2️⃣ DFS (Depth-First Search)
The idea is to traverse the boundary of the grid and mark all land cells that can reach the boundary. Any land cell that is not marked will be considered an enclave.
Steps:
- Traverse the boundary:
- Perform DFS starting from all boundary land cells (cells on the first/last row or first/last column) and mark all reachable land cells as visited.
- Count Remaining Land Cells:
- After marking all boundary-connected land cells, traverse the grid again and count all unmarked land cells. These are enclaves.
Code:
class Solution {
public:
// Helper function to check if a cell (row, col) is within grid boundaries.
bool valid(int row, int col, int n, int m) {
// Return false if row index is out of bounds.
if (row < 0 || row >= n) {
return false;
}
// Return false if column index is out of bounds.
if (col < 0 || col >= m) {
return false;
}
return true;
}
// Direction vectors for the four cardinal directions: up, right, down, left.
int dx[4] = {-1, 0, 1, 0};
int dy[4] = { 0, 1, 0, -1};
// DFS function to traverse all connected land cells starting from (row, col).
// It marks visited cells in the 'vis' matrix.
void dfs(vector<vector<int>>& grid, vector<vector<int>>& vis, int row, int col, int n, int m) {
// Mark the current cell as visited.
vis[row][col] = 1;
// Check all four neighboring cells.
for (int i = 0; i < 4; i++) {
int posX = row + dx[i];
int posY = col + dy[i];
// Process the neighbor if it's within bounds, not yet visited, and is land (1).
if (valid(posX, posY, n, m) && !vis[posX][posY] && grid[posX][posY] == 1) {
dfs(grid, vis, posX, posY, n, m);
}
}
}
// Function to count the number of enclaves.
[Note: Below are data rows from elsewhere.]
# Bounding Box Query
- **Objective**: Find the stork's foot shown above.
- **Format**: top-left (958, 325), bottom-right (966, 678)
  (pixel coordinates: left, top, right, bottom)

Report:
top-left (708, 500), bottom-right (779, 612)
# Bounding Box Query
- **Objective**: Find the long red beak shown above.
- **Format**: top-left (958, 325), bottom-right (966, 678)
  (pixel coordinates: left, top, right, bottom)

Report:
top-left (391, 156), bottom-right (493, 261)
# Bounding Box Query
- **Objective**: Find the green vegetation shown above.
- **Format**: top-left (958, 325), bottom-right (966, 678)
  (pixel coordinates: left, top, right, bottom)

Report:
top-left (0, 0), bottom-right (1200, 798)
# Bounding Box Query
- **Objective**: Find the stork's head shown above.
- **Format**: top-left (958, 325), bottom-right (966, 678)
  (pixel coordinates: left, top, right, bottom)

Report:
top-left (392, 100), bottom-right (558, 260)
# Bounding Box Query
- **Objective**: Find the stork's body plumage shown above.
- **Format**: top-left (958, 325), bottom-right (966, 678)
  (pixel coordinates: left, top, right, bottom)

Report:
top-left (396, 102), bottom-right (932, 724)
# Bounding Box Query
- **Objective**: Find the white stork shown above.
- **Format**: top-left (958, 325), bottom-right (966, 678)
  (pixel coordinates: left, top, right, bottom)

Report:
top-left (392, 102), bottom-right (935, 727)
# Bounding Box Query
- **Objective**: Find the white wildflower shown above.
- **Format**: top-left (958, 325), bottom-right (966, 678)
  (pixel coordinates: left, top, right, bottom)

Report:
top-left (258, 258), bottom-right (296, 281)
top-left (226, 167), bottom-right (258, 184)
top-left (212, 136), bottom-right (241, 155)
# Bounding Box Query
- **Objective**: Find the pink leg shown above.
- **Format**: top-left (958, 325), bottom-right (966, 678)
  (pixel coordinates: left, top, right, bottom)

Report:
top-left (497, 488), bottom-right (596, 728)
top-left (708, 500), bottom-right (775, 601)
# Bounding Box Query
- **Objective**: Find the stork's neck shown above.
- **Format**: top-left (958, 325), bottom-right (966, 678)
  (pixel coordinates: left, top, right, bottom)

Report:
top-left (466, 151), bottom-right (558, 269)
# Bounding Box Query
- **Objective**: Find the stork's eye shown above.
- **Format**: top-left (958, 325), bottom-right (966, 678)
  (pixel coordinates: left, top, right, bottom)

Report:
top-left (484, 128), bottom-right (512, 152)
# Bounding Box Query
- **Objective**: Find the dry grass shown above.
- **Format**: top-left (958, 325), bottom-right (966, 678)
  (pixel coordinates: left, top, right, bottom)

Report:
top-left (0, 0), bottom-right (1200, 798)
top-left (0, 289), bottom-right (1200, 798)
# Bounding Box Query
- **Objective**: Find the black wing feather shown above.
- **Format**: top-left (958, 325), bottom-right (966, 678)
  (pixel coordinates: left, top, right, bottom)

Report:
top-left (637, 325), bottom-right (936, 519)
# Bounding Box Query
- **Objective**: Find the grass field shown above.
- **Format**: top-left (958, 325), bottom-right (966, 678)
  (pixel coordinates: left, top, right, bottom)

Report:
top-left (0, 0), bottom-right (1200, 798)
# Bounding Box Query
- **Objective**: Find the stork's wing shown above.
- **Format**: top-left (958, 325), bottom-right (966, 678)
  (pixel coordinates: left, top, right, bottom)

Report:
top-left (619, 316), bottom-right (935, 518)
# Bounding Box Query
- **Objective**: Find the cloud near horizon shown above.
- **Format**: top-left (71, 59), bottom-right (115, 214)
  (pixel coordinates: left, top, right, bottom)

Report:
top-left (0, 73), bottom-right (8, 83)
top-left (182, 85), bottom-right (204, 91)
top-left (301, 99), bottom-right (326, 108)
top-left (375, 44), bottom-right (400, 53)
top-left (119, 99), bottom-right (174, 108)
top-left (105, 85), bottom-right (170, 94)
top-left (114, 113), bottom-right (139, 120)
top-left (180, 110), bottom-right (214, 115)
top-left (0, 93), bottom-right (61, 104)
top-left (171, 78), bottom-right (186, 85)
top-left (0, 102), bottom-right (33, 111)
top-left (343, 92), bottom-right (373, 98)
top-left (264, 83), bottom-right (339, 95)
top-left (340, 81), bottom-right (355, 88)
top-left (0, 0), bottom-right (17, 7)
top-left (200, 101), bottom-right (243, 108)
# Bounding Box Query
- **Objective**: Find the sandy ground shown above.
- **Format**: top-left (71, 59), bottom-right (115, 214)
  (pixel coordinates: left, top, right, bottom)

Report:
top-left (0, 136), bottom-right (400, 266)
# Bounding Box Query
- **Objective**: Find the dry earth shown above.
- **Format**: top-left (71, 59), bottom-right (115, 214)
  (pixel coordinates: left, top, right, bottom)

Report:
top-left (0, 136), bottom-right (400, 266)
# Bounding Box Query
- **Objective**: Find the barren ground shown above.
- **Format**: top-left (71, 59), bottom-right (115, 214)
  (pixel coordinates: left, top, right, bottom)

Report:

// Enclaves are land cells (1) that are not reachable from the boundary.
int numberOfEnclaves(vector<vector<int>> &grid) {
int n = grid.size(); // Number of rows in the grid.
int m = grid[0].size(); // Number of columns in the grid.
// Create a visited matrix initialized with 0 (false) for all cells.
vector<vector<int>> vis(n, vector<int>(m, 0));
// Process all boundary cells.
for (int row = 0; row < n; row++) {
for (int col = 0; col < m; col++) {
// Check if the cell is on the boundary.
if ((row == 0 || row == n - 1) || (col == 0 || col == m - 1)) {
// If it is water (0) or already visited, skip processing.
if (grid[row][col] == 0 || vis[row][col] == 1) {
continue;
}
// Start DFS from this boundary land cell to mark all reachable land cells.
dfs(grid, vis, row, col, n, m);
}
}
}
// After marking all boundary-connected land cells,
// count the number of enclaves (land cells not visited).
int count = 0;
for (int row = 0; row < n; row++) {
for (int col = 0; col < m; col++) {
if (grid[row][col] == 1 && vis[row][col] == 0) {
count++;
}
}
}
return count;
}
};
Complexity Analysis:
- Time Complexity: O(N*M) (where N and M are the dimensions of image)
- In the worst case, all the cell will have land, and BFS call will be made for (N*M) nodes.
- For every cell, its four neighbors are traversed, taking O(4*N*M) time.
- Space Complexity: O(N*M)
- Visited array takes O(N*M) space.
- In worst scenario, the queue takes up O(N*M) space.